17.2 The Sleep Regulation and Measuring the Sleep Quality
The sleep-wake cycle is regulated by two biological processes, which interact and balance each other, the circadian process C and homeostatic process S [23]. Circadian rhythm (circa dia) is an approximately 24-h regulation cycle of the body’s internal processes and alertness levels [24]. Sleep-wake homeostasis, process S, is an internal mechanism that produces a pressure to sleep and regulates sleep intensity; i.e., the longer awake, the stronger the need to sleep, and vice versa. Several brain areas are involved in regulation of sleep, most importantly the medulla oblongata, pons, formation reticularis, midbrain, thalamus, hypothalamus, preoptic area, basal forebrain, hippocampus, and cerebral cortex. Of neurotransmitters, adenosine and nitric oxide [25] and gamma-aminobutyric acid (GABA), hypocretin, and histamine [26] are critical for sleep regulation. Also various hormones, such as growth hormone, cortisol, melatonin, prolactin, and ovarian hormones, are involved [27,28,29,30,31,32,33,34].
Sleep quality is divided to subjectively reported sleep quality (subjective sleep quality) and objectively measured sleep quality (sleep architecture). Subjective sleep quality and daytime consequences (fatigue, tiredness, reduced attention, cognition or memory impairment, mood disturbance, or irritability) are evaluated with structured questionnaires or sleep diaries. Subjective sleep quality is most commonly worsened by insomnia symptoms (e.g., difficulty initiating or maintaining sleep, or too early morning awakening) but sometimes by sleep disordered breathing (SDB) or restless legs syndrome (RLS) as well. One or more insomnia symptoms which occur at least three times per week during at least 1 month with daytime symptoms are required for the definition of insomnia disorder [35]. Generally, older age, female sex, and lower socioeconomic status, as well as previously diagnosed insomnia, positive family history of insomnia, and poor perceived mental and general health are risk factors for insomnia [36,37,38,39]. Also several systemic diseases and the use of medicaments may induce sleep disturbances [40, 41].

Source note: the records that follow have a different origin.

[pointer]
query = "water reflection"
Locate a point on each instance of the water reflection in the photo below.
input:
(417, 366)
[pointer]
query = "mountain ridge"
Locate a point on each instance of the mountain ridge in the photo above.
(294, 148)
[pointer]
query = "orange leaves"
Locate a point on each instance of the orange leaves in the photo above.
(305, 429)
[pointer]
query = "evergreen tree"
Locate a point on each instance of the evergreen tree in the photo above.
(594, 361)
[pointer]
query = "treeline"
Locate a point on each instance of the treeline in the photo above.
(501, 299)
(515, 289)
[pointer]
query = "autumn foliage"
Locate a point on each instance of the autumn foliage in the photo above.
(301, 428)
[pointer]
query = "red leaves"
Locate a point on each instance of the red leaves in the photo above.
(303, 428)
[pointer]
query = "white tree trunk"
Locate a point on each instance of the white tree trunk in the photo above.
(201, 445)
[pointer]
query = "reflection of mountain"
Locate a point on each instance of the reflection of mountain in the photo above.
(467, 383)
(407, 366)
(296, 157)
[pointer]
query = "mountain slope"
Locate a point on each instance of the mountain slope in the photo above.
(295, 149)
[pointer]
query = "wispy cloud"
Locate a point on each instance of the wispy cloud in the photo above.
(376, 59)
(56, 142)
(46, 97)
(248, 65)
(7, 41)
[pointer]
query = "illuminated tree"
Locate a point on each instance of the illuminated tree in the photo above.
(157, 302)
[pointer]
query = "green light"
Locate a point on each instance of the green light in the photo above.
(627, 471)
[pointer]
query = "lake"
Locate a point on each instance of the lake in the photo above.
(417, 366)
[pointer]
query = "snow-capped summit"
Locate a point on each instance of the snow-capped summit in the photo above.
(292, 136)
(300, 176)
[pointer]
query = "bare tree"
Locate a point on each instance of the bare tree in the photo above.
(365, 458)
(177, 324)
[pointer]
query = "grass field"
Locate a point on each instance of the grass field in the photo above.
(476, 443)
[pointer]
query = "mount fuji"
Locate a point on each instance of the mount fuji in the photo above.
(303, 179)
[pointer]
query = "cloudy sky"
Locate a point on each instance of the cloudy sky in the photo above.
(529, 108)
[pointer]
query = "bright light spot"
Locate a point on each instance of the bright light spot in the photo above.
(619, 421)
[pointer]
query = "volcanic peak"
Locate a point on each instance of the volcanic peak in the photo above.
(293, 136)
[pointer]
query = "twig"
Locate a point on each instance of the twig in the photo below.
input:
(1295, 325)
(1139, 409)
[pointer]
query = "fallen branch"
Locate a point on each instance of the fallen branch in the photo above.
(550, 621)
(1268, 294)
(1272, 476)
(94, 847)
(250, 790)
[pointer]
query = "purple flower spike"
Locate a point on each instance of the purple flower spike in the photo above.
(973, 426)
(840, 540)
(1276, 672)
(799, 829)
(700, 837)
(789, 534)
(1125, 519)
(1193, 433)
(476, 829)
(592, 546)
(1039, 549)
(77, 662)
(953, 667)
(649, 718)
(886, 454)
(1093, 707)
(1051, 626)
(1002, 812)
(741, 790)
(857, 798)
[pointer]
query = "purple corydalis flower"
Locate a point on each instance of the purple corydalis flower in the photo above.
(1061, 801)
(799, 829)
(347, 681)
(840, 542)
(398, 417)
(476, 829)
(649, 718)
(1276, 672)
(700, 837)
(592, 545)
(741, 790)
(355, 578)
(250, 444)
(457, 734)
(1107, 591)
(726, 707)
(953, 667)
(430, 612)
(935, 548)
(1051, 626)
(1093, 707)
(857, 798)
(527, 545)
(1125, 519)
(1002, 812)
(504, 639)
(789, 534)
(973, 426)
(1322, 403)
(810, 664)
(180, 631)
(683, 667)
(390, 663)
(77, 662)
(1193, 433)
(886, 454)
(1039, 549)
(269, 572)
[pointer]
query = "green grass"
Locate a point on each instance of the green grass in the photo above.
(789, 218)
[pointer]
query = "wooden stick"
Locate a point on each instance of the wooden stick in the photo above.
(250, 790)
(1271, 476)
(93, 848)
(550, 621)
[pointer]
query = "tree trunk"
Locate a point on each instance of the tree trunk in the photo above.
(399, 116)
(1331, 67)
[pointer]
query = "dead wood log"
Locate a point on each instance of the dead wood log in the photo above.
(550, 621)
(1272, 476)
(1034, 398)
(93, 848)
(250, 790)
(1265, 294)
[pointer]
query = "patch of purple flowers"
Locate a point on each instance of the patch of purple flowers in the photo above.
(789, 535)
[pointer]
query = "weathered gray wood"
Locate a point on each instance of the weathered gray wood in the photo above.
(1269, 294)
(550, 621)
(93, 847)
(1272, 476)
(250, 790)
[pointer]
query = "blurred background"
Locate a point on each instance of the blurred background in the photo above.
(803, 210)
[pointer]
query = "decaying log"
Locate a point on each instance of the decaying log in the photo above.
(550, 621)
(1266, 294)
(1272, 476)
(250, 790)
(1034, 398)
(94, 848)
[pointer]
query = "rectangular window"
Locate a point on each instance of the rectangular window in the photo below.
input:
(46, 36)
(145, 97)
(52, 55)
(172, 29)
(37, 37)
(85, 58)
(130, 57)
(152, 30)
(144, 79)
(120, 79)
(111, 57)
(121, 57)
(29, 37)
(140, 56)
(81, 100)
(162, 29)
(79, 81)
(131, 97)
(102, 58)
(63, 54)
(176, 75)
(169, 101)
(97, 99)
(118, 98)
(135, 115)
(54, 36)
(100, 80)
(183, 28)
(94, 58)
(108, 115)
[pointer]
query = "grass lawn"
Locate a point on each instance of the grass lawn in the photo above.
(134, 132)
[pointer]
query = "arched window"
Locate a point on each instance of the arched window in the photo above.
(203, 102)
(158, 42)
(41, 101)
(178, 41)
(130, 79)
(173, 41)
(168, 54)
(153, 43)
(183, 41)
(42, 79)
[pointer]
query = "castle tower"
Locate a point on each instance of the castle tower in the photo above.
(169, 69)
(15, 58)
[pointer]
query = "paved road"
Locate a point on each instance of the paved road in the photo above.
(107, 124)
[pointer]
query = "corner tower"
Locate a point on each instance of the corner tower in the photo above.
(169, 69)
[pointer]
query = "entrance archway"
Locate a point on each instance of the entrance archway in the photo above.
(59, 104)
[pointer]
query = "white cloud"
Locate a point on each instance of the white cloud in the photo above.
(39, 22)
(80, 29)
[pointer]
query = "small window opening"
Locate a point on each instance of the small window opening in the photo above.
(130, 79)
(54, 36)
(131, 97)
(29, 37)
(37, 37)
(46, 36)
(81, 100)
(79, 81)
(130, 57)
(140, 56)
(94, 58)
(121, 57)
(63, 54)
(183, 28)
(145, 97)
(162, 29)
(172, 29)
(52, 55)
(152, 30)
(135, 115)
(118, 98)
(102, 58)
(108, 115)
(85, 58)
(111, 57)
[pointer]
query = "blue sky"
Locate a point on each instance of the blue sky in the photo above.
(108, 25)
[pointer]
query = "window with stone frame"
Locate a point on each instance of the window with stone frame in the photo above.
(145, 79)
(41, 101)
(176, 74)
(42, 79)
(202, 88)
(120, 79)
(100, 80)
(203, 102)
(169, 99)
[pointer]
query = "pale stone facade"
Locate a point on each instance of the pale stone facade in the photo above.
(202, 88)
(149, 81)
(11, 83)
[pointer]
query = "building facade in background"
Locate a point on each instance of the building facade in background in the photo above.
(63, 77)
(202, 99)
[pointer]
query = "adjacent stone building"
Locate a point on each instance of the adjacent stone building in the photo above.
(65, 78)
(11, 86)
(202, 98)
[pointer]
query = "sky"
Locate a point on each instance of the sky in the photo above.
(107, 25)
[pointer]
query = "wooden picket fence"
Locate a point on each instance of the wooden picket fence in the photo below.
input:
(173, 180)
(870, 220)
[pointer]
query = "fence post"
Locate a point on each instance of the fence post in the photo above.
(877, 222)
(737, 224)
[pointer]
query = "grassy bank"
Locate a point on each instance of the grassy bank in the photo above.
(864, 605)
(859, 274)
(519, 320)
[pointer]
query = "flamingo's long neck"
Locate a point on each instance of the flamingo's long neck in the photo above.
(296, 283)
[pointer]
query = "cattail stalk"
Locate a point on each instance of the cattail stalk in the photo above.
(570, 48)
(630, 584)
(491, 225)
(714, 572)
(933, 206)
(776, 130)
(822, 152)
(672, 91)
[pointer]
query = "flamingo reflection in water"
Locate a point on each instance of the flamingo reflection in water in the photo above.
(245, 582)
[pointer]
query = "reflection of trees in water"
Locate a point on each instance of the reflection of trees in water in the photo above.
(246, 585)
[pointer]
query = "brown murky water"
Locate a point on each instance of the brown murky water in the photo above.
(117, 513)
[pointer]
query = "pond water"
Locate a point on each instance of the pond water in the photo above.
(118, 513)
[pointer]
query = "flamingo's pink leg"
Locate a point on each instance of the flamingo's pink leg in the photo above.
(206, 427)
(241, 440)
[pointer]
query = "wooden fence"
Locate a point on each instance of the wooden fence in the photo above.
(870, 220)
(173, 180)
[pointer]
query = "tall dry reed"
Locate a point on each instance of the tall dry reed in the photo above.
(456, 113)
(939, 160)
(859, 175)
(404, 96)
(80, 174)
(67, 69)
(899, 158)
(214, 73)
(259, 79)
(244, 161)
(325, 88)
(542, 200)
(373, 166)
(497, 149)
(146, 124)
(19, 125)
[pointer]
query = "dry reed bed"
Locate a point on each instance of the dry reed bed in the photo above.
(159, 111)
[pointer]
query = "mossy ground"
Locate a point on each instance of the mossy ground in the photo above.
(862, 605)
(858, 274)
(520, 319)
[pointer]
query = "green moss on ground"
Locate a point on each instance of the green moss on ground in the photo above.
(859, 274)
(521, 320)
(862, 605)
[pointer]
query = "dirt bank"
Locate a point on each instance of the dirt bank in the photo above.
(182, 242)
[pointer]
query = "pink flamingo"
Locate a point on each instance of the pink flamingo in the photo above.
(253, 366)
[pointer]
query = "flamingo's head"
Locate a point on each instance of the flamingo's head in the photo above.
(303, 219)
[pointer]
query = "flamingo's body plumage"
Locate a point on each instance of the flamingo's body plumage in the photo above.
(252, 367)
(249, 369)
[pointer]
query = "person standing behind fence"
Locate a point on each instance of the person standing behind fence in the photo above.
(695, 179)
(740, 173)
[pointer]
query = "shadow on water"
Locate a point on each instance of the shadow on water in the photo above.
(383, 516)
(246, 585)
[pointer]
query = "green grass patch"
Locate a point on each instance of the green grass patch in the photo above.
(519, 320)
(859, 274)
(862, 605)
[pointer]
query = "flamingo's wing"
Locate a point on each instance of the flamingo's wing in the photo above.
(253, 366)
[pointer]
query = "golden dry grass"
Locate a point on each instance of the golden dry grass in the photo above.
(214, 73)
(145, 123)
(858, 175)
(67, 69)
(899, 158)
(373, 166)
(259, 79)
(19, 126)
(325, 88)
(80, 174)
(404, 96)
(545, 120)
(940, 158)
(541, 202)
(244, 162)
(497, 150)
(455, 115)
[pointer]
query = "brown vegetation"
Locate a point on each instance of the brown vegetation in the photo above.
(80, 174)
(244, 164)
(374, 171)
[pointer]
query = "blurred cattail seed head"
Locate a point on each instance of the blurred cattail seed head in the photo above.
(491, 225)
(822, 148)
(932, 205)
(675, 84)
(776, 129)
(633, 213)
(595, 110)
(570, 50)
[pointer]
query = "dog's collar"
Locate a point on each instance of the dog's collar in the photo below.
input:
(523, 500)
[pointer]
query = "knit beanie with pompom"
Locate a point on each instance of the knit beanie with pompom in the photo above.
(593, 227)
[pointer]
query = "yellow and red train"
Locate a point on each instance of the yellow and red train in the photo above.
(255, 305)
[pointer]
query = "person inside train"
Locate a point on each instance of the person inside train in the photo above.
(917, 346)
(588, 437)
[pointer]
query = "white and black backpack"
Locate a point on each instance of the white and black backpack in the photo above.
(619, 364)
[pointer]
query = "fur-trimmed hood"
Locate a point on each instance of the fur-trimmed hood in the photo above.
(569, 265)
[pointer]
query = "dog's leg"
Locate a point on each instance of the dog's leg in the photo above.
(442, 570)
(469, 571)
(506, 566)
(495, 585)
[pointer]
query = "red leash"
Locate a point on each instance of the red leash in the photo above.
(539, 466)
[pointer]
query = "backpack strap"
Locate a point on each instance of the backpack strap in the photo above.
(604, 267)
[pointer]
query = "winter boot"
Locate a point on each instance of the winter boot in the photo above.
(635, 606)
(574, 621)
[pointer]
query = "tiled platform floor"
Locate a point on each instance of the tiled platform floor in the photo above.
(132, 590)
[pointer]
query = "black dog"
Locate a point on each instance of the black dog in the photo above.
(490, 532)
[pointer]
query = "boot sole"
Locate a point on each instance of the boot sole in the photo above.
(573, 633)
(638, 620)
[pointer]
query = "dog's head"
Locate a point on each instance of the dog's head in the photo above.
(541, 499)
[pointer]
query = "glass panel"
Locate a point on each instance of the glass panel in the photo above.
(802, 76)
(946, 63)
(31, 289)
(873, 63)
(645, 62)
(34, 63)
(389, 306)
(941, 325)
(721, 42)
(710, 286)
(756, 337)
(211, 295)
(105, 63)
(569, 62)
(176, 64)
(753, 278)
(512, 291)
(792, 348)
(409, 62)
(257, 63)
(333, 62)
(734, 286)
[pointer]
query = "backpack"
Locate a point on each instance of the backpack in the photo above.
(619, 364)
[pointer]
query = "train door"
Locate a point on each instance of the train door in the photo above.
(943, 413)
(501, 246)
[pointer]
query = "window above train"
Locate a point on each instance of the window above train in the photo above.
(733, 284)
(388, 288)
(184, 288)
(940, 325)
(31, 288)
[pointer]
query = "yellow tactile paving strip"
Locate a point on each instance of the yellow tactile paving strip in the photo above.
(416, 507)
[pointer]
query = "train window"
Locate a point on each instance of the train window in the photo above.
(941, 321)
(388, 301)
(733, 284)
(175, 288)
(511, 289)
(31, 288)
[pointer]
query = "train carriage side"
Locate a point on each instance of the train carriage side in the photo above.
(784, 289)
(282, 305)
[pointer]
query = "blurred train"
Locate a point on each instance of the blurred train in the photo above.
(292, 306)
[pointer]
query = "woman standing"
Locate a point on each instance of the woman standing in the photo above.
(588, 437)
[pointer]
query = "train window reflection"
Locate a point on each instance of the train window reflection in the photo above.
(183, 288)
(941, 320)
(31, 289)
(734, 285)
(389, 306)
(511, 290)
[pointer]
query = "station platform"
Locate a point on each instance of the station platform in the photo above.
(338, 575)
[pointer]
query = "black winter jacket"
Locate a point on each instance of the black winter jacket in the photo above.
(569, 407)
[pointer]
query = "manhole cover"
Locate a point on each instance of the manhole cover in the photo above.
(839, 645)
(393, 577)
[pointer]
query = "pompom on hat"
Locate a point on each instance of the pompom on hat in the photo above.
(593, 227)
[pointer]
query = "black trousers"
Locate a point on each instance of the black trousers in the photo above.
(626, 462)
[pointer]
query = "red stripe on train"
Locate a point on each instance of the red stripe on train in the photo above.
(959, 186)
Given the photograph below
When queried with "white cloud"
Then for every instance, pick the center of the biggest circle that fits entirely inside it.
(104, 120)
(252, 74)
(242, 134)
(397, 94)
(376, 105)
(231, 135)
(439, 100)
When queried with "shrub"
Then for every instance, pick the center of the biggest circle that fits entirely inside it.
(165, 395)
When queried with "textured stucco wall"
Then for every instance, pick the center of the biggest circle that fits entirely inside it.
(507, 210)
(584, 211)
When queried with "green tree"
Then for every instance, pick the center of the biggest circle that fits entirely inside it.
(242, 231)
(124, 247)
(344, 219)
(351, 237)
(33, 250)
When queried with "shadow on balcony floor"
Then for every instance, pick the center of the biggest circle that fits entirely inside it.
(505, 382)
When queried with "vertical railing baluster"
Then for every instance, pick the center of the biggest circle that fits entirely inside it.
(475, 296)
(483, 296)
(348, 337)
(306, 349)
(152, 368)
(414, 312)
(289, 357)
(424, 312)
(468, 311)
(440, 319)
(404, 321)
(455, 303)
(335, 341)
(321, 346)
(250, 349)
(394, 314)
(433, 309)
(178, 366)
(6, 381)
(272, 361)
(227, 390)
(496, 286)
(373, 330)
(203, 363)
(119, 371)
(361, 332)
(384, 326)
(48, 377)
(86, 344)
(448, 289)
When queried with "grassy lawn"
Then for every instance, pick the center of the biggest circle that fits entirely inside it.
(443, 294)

Sleep can be objectively measured with polysomnography (PSG), which consists of an electroencephalogram (EEG), electrooculogram (EOG), and electromyogram (EMG). Sleep is divided into wake, non-rapid eye movement (NREM) sleep, and REM sleep. NREM is further divided into stages N1–N3 (former S1–S4). N3 (former S3 and S4) is also called as slow-wave sleep (SWS) [42,43,44] (Fig. 17.1). In addition to the percentages of sleep stages and total sleep time, sleep latency, sleep efficiency, slow-wave activity (SWA), and the number of arousals and awakenings are typically determined from PSG-measured sleep. The optimal average sleep duration in order to maintain good health ranges from 7 to 8 h [45]. Shorter and longer sleep durations have been associated with increased morbidity and mortality in general populations [46,47,48,49]. The basic challenge for evaluating sleep quality and sleep disorders is that the correspondence between subjectively and objectively measured sleep is not unambiguous [50,51,52,53]. However, the individual’s perceptions of sleep disturbance and daytime consequences are more likely to direct diagnosis and treatment.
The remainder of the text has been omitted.